‘No dream too big’ is the Jaypee group’s tagline, featuring on the cover of its latest annual report.

This line also succinctly sums up how the group came to pile on an unmanageable mountain of debt over the last five years.

In the 1990s, the group was primarily into hotels and cement. During the boom years of 2000-2007, JP Associates diversified into a variety of businesses. Most of these, particularly power, infrastructure and real estate, required prodigious amounts of capital that the group simply did not possess.

As it was commonplace for these projects to be financed mostly by debt, the group took recourse to borrowings while the going was good. Long-term loans on the group’s balance-sheet vaulted eight-fold from Rs 6,200 crore to over Rs 53,000 crore in the six years from 2006-07 to 2012-13. This included two tranches of Foreign Currency Convertible Bonds, the flavour of the season in 2006-07. While debt taken on to fund new ventures swelled, JP Associates’ revenues and cash flows simply didn’t keep up.

Since 2007, JP Associates’ consolidated debt has swelled eight-fold, but its revenue base has grown only by five times.

Cash flows trickling in from operations have been inadequate to fund the company’s prodigious capex investments in recent years.

Power projects

Given the long-gestation projects the group has taken on, there is no near term relief in sight on some of these forays.

Take the ambitious foray into hydro power projects. The JP group set up its first hydro power project in 1992 and announced plans to participate in over half of the hydro projects coming up in the Tenth Plan.

Twenty years on (2012-13), it had managed to commission power capacities of 2,200 MW.

But projects for over 10,000 MW are still under execution and are expected to be fully up and running only by 2018-19. In the meantime, the interest meter has been ticking, with the power venture running up loans of over Rs 21,000 crore.

Ventures such as the Ganga Expressway have stumbled on regulatory clearances. Others, such as the plan to develop a 5,000-acre Sports City along the Yamuna Expressway, have suffered because of the slump in the property market, particularly in that belt.

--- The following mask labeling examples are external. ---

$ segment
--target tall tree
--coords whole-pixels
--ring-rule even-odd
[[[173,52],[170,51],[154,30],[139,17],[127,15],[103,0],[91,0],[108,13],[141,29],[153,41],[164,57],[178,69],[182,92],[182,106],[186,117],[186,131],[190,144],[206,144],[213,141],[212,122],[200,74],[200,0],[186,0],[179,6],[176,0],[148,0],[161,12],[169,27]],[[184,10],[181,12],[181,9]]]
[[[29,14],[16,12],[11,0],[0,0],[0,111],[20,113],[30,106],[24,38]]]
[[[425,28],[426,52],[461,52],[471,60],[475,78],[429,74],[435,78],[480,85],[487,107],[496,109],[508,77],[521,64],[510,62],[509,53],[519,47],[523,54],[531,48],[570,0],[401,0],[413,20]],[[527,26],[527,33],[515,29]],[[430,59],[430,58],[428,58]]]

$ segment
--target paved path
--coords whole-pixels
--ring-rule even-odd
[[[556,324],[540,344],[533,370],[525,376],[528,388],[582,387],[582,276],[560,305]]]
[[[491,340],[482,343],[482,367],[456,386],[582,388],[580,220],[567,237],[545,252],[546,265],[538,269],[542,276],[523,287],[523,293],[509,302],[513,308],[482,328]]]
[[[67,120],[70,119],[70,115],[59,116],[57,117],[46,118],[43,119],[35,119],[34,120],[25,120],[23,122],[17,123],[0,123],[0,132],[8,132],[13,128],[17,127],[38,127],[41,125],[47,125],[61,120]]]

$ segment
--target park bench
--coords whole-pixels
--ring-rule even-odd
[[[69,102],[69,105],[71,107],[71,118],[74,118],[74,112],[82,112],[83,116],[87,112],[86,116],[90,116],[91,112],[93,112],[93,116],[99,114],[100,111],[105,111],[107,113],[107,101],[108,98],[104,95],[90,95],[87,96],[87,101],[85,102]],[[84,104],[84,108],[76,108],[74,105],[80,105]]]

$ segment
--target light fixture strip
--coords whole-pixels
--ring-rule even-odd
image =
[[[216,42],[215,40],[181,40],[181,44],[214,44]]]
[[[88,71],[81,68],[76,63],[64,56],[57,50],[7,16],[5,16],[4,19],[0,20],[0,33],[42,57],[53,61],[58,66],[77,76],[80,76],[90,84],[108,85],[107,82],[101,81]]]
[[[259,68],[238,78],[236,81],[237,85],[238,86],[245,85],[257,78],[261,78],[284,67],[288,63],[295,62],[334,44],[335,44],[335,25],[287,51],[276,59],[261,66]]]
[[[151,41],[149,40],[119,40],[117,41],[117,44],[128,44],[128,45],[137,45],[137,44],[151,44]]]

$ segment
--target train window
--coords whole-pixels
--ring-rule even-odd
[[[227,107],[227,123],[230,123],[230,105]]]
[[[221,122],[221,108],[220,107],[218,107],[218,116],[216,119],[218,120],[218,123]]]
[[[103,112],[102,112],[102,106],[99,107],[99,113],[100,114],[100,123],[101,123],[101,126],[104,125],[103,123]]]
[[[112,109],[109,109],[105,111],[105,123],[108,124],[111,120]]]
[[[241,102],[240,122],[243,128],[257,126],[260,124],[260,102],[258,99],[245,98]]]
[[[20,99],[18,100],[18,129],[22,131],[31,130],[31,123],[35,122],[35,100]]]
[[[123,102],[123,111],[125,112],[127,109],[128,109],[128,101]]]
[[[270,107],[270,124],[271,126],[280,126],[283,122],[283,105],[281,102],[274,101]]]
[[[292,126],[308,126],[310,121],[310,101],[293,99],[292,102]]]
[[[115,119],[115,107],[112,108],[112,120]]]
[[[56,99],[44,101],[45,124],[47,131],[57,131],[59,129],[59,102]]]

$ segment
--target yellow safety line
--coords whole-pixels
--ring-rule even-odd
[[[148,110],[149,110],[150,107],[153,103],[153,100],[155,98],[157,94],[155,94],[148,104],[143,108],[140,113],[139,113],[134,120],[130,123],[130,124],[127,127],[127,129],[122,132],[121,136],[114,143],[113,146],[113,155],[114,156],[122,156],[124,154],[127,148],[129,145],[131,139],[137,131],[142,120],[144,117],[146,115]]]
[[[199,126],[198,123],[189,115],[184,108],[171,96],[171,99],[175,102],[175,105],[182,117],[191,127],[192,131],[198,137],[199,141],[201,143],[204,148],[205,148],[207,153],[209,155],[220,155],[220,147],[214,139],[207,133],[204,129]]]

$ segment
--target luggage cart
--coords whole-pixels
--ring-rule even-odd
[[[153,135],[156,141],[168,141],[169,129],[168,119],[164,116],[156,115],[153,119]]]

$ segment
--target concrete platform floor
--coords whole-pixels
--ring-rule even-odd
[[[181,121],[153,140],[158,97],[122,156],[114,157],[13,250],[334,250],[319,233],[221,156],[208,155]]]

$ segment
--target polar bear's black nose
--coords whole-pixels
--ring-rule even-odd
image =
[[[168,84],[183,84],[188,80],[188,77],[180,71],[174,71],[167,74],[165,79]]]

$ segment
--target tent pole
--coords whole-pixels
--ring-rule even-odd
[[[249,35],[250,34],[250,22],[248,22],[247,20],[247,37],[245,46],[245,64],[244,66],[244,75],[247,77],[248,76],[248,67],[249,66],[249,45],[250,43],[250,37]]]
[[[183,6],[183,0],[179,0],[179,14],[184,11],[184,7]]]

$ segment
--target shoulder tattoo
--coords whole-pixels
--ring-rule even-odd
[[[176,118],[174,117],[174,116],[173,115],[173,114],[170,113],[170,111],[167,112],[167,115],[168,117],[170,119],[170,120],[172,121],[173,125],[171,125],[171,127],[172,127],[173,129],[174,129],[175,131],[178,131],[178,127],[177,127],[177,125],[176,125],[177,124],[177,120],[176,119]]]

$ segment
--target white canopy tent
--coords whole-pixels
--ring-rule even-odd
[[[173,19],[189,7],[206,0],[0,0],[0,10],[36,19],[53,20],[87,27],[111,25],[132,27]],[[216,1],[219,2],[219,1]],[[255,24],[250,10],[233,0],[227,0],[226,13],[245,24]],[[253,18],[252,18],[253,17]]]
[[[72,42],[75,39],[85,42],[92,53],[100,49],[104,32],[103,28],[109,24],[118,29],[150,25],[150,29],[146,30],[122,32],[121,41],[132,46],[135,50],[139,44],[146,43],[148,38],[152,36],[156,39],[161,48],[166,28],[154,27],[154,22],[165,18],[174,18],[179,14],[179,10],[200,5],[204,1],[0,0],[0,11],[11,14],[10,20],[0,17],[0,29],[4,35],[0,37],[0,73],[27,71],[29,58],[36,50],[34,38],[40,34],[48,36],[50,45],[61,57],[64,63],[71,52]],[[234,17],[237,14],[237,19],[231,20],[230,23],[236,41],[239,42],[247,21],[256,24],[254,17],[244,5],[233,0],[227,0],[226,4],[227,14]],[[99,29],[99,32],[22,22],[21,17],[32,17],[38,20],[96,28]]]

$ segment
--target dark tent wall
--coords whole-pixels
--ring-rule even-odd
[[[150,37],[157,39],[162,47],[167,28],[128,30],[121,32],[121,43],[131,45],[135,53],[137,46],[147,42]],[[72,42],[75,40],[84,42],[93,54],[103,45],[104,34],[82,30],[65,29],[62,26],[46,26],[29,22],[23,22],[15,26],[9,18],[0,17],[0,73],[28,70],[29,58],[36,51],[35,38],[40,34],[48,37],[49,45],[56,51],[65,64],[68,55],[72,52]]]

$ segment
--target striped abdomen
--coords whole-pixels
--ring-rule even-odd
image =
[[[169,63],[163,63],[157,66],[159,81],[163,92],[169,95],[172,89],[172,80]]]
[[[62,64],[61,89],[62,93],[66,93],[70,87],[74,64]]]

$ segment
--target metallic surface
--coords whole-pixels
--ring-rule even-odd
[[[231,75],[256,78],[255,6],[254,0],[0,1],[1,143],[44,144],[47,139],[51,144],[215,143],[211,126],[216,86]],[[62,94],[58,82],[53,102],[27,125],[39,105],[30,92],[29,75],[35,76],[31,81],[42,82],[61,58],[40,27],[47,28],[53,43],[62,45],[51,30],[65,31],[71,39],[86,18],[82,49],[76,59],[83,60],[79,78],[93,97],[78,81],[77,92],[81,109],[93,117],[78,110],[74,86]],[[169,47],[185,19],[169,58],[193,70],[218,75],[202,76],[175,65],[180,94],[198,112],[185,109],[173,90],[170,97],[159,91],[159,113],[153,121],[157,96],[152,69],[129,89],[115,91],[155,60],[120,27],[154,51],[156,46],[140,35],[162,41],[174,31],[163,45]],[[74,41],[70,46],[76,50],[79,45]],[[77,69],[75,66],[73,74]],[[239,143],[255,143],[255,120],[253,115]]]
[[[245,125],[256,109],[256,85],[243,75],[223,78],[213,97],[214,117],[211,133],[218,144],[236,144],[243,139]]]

The parent’s hospitality business, which operates a plush golf resort and luxury hotels in Delhi, Agro and Mussoorie, came a cropper because of the domestic slowdown.

With luxury travel slumping and room rates falling sharply, the business made gross losses of Rs 372 crore last fiscal. The cement, construction and hospitality businesses now have loans totalling Rs 22,000 crore.

What has mounted pressure on the company to raise some quick cash now, though, is its shrinking interest cover.

In the latest June quarter, the company’s gross profit covered its interest payout by 1.4 times, far below the norm of 4-6 times.

This explains why, after holding on to it for so long, the company finally gave in and sold its Gujarat cement unit to UltraTech Cement at bargain-basement prices earlier this week.